Namaskaar from our Child Haven Home in Savarsai, Maharashtra, India. Our 48 children and eight staff people live in a bucolic rural setting over-looking a lush valley with a rambling river, roaming water buffalo and rolling hills. Our visits often begin with a Welcoming Program of songs, dances, recitations and often short skits, gymnastics and the like.
The photos show some of the dances and a group of 4th graders singing “We Shall Overcome”, one of the Top Ten hits in all our Homes, doubtless taught by North American volunteers over the years. These kids go to an English Medium School, so they probably understand the words, but I’ll have to remember to bring some picture books about the civil rights movement on a future trip.
The Home had just been celebrating Diwali, and an aspect of that celebration in Marathi-speaking parts of India (such as this one) is for children to make mud forts in remembrance of Shivaraj and his adventures. The kids got into this tradition with a passion to such an extent that Sheetal, who washes the little kids clothes complained loudly at our meeting with the staff about how muddy the kid’s clothes were that she was having to wash. What began as forts, became whole farm-scapes and houses as the pictures show.
In addition to meeting with staff, we try to meet with the older children as a group, usually the boys and girls separately, and then with any individual kids that wish to meet alone for whatever reason. One such meeting this time was with one of our college girls whose father and older brother are pressuring her strongly to leave her studies and get married. She happens to be a very talented student and quite torn between her family’s wishes and her desire to have a career and a different kind of life than has been possible for her family.
Our Child Haven Homes are just that, homes and not orphanages. We encourage the kids to maintain contact with whatever family members they have. Many of the children still have one parent, or a grandmother, or aunt or uncle who although they could not support their child, still care about them.
Our efforts to help each child become a self-supporting adult able to contribute to their community by sending them to college or vocational school sometimes runs counter to family desires to arrange marriages for their daughters, or bring sons home to help support the family. When that happens many passionate conversations are had, and options discussed. We ask our young people to think carefully and to make what they feel is the best choice for themselves.

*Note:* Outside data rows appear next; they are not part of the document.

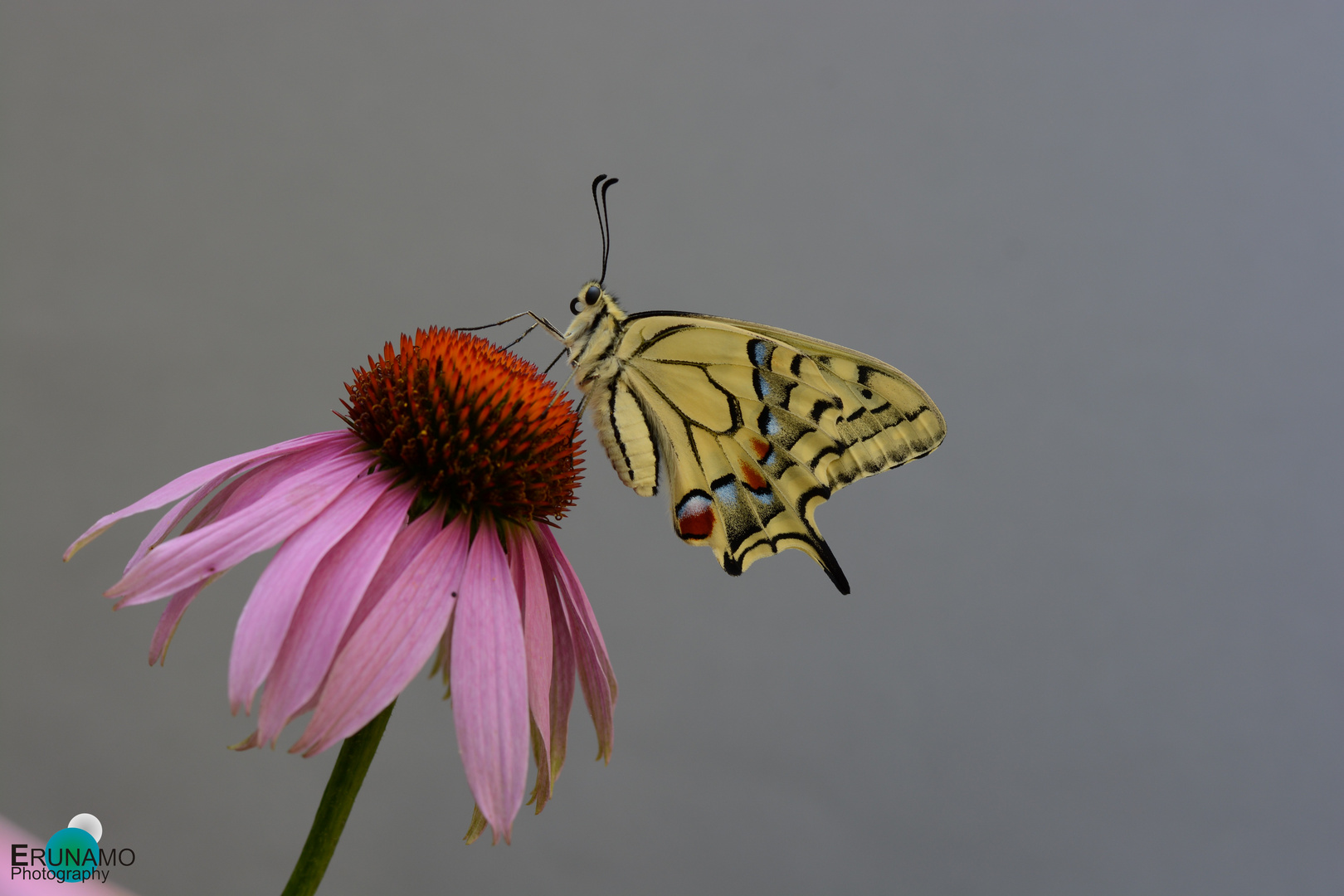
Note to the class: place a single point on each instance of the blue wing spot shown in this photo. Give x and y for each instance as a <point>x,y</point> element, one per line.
<point>761,386</point>
<point>760,353</point>
<point>728,494</point>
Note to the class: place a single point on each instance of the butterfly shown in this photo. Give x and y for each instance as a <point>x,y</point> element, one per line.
<point>756,426</point>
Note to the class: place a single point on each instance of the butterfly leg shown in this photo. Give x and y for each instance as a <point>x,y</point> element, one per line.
<point>537,317</point>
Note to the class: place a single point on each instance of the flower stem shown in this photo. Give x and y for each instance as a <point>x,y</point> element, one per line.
<point>357,752</point>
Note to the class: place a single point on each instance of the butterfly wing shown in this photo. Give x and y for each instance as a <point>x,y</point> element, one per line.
<point>757,427</point>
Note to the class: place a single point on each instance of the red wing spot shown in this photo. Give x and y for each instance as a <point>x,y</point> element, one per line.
<point>752,477</point>
<point>695,519</point>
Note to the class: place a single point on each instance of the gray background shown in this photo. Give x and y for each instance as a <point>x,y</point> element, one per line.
<point>1094,641</point>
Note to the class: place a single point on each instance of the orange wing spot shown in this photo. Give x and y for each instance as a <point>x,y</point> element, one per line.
<point>695,519</point>
<point>752,477</point>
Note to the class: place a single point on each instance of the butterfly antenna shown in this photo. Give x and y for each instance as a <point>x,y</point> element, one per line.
<point>601,225</point>
<point>606,247</point>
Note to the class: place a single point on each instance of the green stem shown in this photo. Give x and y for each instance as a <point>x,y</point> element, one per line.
<point>342,787</point>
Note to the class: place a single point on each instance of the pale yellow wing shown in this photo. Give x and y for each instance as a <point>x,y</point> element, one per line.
<point>757,426</point>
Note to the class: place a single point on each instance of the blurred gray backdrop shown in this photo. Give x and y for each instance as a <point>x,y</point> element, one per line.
<point>1094,641</point>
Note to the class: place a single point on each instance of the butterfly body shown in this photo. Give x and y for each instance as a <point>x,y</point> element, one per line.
<point>756,426</point>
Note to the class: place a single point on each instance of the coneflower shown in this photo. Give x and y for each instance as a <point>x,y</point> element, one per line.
<point>422,527</point>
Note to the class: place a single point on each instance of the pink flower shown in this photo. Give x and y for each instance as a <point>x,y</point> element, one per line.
<point>418,529</point>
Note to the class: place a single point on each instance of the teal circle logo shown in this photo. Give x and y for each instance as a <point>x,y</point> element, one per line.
<point>71,853</point>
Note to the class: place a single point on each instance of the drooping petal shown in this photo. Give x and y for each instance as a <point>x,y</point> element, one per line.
<point>562,676</point>
<point>530,585</point>
<point>407,547</point>
<point>392,644</point>
<point>329,601</point>
<point>489,684</point>
<point>214,548</point>
<point>251,485</point>
<point>594,668</point>
<point>168,621</point>
<point>268,613</point>
<point>191,481</point>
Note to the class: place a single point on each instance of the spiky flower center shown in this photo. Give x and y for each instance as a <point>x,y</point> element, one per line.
<point>470,423</point>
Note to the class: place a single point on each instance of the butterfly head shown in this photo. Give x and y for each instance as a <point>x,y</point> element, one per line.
<point>597,314</point>
<point>590,299</point>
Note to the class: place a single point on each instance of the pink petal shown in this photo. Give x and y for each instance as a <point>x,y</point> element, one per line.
<point>489,684</point>
<point>265,618</point>
<point>392,644</point>
<point>562,677</point>
<point>407,547</point>
<point>530,585</point>
<point>199,555</point>
<point>251,485</point>
<point>594,668</point>
<point>329,601</point>
<point>168,621</point>
<point>188,483</point>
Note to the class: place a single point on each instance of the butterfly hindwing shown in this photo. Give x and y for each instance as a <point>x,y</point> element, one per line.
<point>756,426</point>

Some of our children are complete orphans. A few of them have asked us to arrange marriages for them feeling that to be their best choice. So, our staff arrange their marriages in keeping with traditional practices, paying great attention of course to finding deserving life-partners. The student we met with in Savarsai is a very good writer and just wrote a story about her life so far. I did my best to encourage her to be sure that she was the author of the rest of her life story whatever that story might be. I’ve enjoyed watching her grow and evolve over the past 13 years. I look forward to the rest of her story.
Tomorrow we will be at our home in Kathmandu.